TranscribeHQ API

Agentic video transcription service with AI-powered quality correction, visual context analysis, and AI intelligence for all platforms. Supports YouTube, Vimeo, Loom, TikTok, Facebook, Instagram, and Twitter/X.

Base URL /api

Authentication

All API v1 endpoints require an API key. The health check endpoint is public. You can provide your key using any of these three methods:

Method 1 — Authorization: Bearer header (recommended)

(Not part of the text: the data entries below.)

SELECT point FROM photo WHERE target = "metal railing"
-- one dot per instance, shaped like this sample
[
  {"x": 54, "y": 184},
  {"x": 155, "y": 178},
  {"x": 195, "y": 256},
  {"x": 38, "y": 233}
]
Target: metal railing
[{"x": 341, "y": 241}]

Authorization: Bearer YOUR_API_KEY

Method 2 — x-api-key header

x-api-key: YOUR_API_KEY

Method 3 — Query parameter

GET /api/v1/jobs?api_key=YOUR_API_KEY
Server-to-server ready: All three authentication methods work with Postman, cURL, AI agents, and any HTTP client. No browser-specific headers required.

Supported Platforms

Tier 1 — Video Hosting

PlatformNotes
YouTubeFull support including long videos
VimeoPublic videos with browser impersonation
DailymotionPublic videos
TwitchVODs and clips
StreamableShort-form video hosting
RumblePublic videos
BilibiliPublic videos
TikTokShort-form video

Tier 1 — Screen Recording

PlatformNotes
LoomDirect API extraction + visual context
ScreenPalPublic recordings
KomodoPublic recordings
ScreencastifyShared recordings
VidyardPublic/shared videos
WistiaPublic videos
BerryPalShared recordings
JumpshareShared recordings
Zight (CloudApp)Shared recordings
SendsparkShared videos
ArcadeInteractive demos
ScribeStep-by-step recordings
TellaShared recordings
CapOpen-source screen recorder
ClaapMeeting/async recordings
PitchPresentation recordings
Screen StudiomacOS screen recordings
DroplrShared recordings/screenshots

Tier 1 — Cloud Storage

PlatformNotes
DropboxShared video links
Google DriveShared video files
OneDriveShared video files

Tier 2 — Social Media (variable reliability)

PlatformNotes
FacebookPublic videos only, may be unreliable
InstagramReels and video posts
Twitter / XVideo tweets, may be unreliable
RedditVideo posts
LinkedInPublic video posts
SnapchatPublic stories/spotlights
ThreadsVideo posts

Tier 1 platforms are reliable and fully supported. Tier 2 platforms may have variable availability — a warning is included in the response. Unsupported URLs are rejected with a 400 error.

Error Handling

StatusMeaningDescription
400Bad RequestInvalid URL or unsupported platform
401UnauthorizedMissing API key
403ForbiddenInvalid API key
404Not FoundJob ID not found
503UnavailableAPI keys not configured (production)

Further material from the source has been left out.